Introduction

SuperDetectorPy is a program used to simulate current-carrying thin-film type-ii superconductors, such as superconducting single-photon detectors (SSPDs). The program was developed as a part of Mattias Jönsson’s doctoral thesis Theory for superconducting few-photon detectors.

Features and limitations

SuperDetectorPy solves the generalized time-dependent Ginzburg-Landau (GTDGL) model in the regime where the thickness of the superconductor \(d\) is much smaller than the London penetration depth \(\lambda\), i.e. \(d \ll \lambda\), and the width of the superconductor \(W\) is much smaller than the Pearl length \(\Lambda = 2 \lambda^2 / d\), i.e. \(W \ll \Lambda\). These conditions are generally met in SSPDs and the program may therefore be used to study SSPDs.

By using a finite volume method, SuperDetectorPy is able to run simulations on general geometries. This allows for studying the breakdown of superconductivity in geometries with smooth boundaries, such as like turnarounds in SSPD meanders.

SuperDetectorPy is also capable of simulating applied magnetic fields, which allows for studying SSPDs in magnetic fields.

License and citing

SuperDetectorPy is licensed under the MIT license.

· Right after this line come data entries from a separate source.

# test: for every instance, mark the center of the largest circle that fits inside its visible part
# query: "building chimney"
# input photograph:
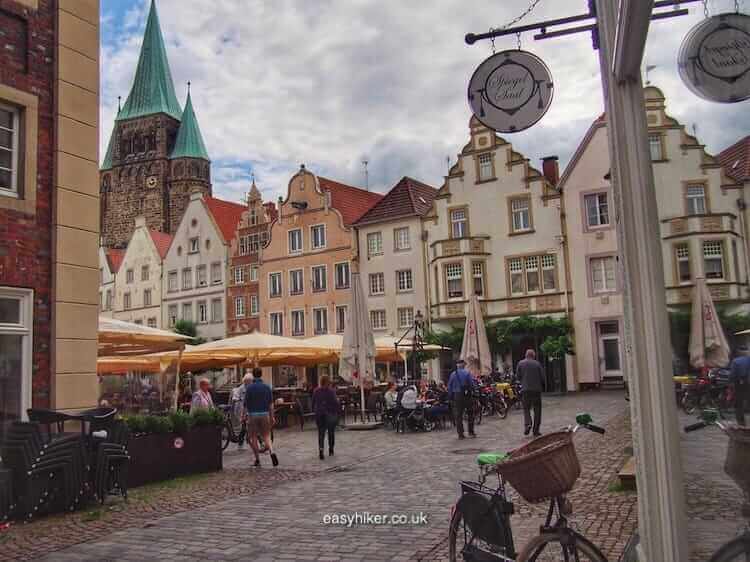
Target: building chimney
(551, 169)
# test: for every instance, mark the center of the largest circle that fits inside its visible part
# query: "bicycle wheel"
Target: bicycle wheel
(558, 547)
(737, 550)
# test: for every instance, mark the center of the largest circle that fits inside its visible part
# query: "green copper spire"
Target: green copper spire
(189, 143)
(153, 90)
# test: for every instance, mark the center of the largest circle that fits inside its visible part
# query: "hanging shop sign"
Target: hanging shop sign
(714, 58)
(510, 91)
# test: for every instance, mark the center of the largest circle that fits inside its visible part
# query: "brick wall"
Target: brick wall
(27, 50)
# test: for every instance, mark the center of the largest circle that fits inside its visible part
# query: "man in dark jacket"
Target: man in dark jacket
(531, 375)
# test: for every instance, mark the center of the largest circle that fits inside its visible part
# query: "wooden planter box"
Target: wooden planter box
(158, 457)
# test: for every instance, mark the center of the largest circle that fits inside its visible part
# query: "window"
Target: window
(172, 281)
(298, 322)
(295, 241)
(194, 245)
(274, 284)
(217, 310)
(9, 150)
(187, 278)
(549, 272)
(682, 256)
(319, 278)
(340, 319)
(216, 273)
(401, 240)
(404, 280)
(597, 210)
(239, 307)
(603, 275)
(477, 275)
(202, 312)
(341, 272)
(655, 147)
(320, 315)
(318, 234)
(201, 275)
(696, 200)
(485, 167)
(239, 275)
(375, 244)
(520, 210)
(713, 259)
(172, 315)
(16, 321)
(377, 283)
(515, 269)
(277, 323)
(377, 319)
(459, 223)
(405, 317)
(454, 280)
(296, 282)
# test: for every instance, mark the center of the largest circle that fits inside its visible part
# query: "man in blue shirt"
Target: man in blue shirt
(740, 378)
(459, 390)
(259, 412)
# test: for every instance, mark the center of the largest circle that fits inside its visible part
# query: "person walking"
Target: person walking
(326, 407)
(740, 378)
(260, 418)
(531, 375)
(459, 390)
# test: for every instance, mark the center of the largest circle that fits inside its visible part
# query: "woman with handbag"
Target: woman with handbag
(326, 407)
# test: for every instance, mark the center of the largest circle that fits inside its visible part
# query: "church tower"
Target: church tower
(156, 153)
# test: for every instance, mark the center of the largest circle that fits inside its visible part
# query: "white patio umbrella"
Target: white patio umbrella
(357, 359)
(476, 349)
(708, 344)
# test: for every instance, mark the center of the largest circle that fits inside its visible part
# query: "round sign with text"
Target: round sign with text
(714, 58)
(510, 91)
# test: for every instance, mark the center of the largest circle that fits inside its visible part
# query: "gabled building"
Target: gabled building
(305, 274)
(392, 254)
(156, 155)
(243, 298)
(196, 265)
(702, 231)
(494, 230)
(138, 285)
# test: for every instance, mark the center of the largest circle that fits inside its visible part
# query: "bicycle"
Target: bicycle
(480, 528)
(737, 466)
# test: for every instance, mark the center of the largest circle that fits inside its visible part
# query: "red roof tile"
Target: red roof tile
(351, 202)
(226, 214)
(114, 257)
(736, 160)
(161, 240)
(408, 197)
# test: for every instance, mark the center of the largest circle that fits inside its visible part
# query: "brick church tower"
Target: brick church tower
(156, 154)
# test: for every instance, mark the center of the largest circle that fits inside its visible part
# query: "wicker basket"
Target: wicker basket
(543, 468)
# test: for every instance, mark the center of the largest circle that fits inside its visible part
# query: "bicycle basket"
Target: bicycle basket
(737, 464)
(543, 468)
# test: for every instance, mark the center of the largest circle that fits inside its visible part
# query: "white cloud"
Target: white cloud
(331, 82)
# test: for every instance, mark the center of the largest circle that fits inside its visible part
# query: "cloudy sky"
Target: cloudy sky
(334, 82)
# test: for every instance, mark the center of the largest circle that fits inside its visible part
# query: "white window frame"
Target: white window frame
(25, 329)
(14, 153)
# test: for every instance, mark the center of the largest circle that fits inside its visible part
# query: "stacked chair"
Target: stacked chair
(44, 471)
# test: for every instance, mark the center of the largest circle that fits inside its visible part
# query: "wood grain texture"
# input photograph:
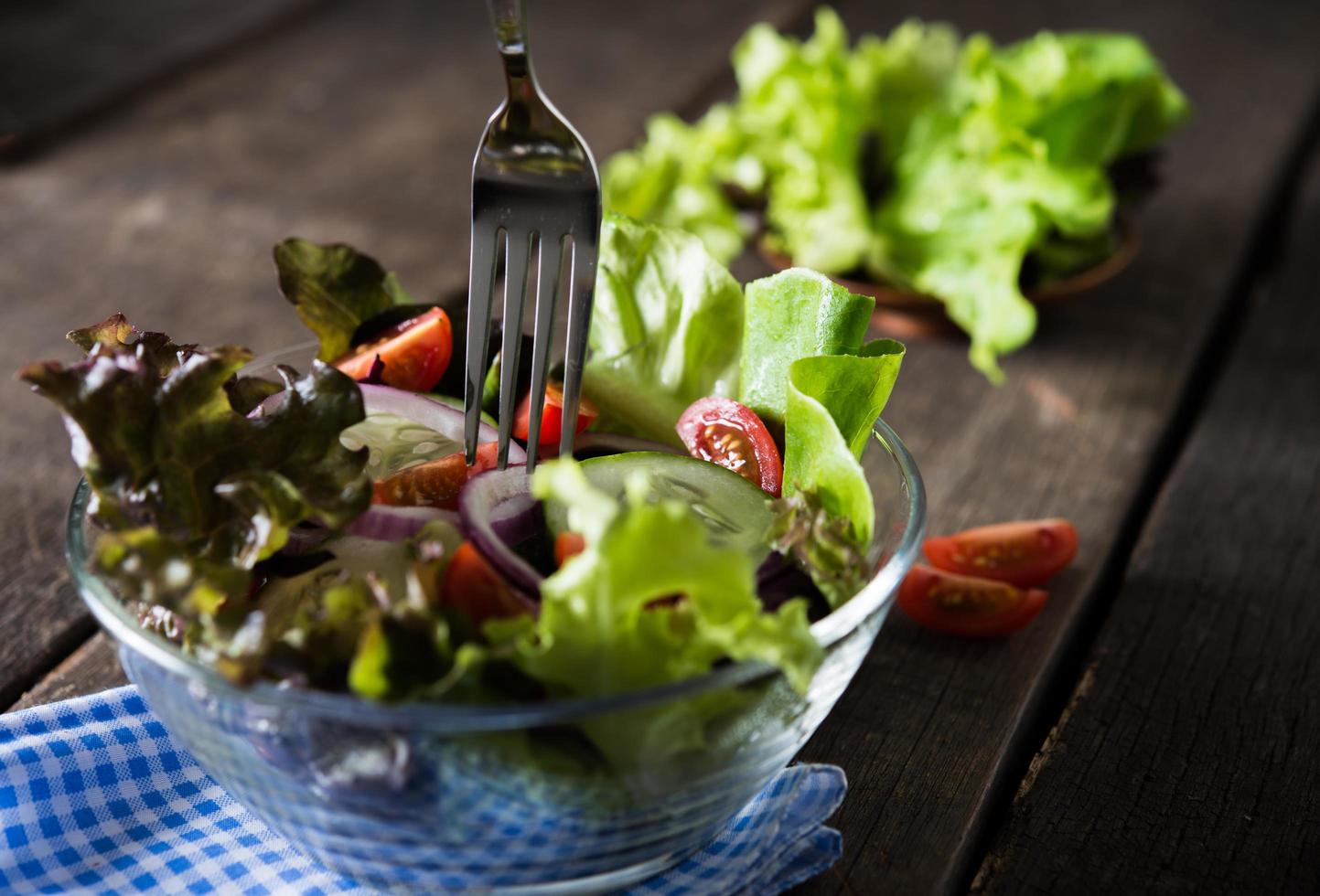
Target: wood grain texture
(357, 127)
(173, 208)
(92, 667)
(935, 732)
(1188, 763)
(63, 61)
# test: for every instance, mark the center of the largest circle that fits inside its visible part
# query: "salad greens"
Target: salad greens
(241, 512)
(833, 401)
(334, 289)
(931, 164)
(660, 327)
(791, 315)
(599, 630)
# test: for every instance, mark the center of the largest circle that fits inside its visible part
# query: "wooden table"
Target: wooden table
(1154, 730)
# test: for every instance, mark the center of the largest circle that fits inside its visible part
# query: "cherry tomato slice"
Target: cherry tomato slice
(724, 432)
(966, 606)
(471, 585)
(435, 483)
(414, 354)
(568, 544)
(1025, 553)
(552, 416)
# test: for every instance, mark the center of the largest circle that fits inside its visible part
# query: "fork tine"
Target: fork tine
(583, 285)
(547, 286)
(515, 288)
(479, 285)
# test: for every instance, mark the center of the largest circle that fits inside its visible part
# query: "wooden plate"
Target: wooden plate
(912, 315)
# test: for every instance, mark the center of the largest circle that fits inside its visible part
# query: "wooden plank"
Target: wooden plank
(92, 667)
(358, 127)
(935, 732)
(63, 61)
(1186, 762)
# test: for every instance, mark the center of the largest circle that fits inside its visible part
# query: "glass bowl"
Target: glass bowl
(566, 796)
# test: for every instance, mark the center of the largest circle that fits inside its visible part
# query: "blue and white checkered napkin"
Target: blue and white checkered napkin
(94, 796)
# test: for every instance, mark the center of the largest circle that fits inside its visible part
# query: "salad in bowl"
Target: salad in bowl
(435, 675)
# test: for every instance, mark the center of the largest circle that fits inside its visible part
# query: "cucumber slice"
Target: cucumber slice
(735, 512)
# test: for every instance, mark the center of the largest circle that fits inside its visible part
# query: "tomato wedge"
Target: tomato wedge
(435, 483)
(568, 544)
(471, 585)
(966, 606)
(1025, 553)
(724, 432)
(552, 416)
(414, 354)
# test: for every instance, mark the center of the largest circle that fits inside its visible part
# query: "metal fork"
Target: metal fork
(535, 192)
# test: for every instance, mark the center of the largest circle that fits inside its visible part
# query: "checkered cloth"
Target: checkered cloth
(95, 797)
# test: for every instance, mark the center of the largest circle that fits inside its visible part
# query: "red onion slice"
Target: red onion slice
(431, 413)
(495, 503)
(387, 523)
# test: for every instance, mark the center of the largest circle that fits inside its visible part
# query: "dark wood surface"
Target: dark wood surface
(66, 61)
(1186, 762)
(358, 124)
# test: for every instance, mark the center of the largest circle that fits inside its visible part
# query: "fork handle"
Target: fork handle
(509, 17)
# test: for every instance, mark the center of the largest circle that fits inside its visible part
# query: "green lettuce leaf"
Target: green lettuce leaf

If you use SuperDetectorPy in an academic publication or similar, please consider citing the following:

Mattias Jönsson, Theory for superconducting few-photon detectors (Doctoral dissertation), KTH Royal Institute of Technology (2022) (Link)

Mattias Jönsson, Robert Vedin, Samuel Gyger, James A. Sutton, Stephan Steinhauer, Val Zwiller, Mats Wallin, Jack Lidmar, Current crowding in nanoscale superconductors within the Ginzburg-Landau model, arXiv:2112.05443 (2021) (Link)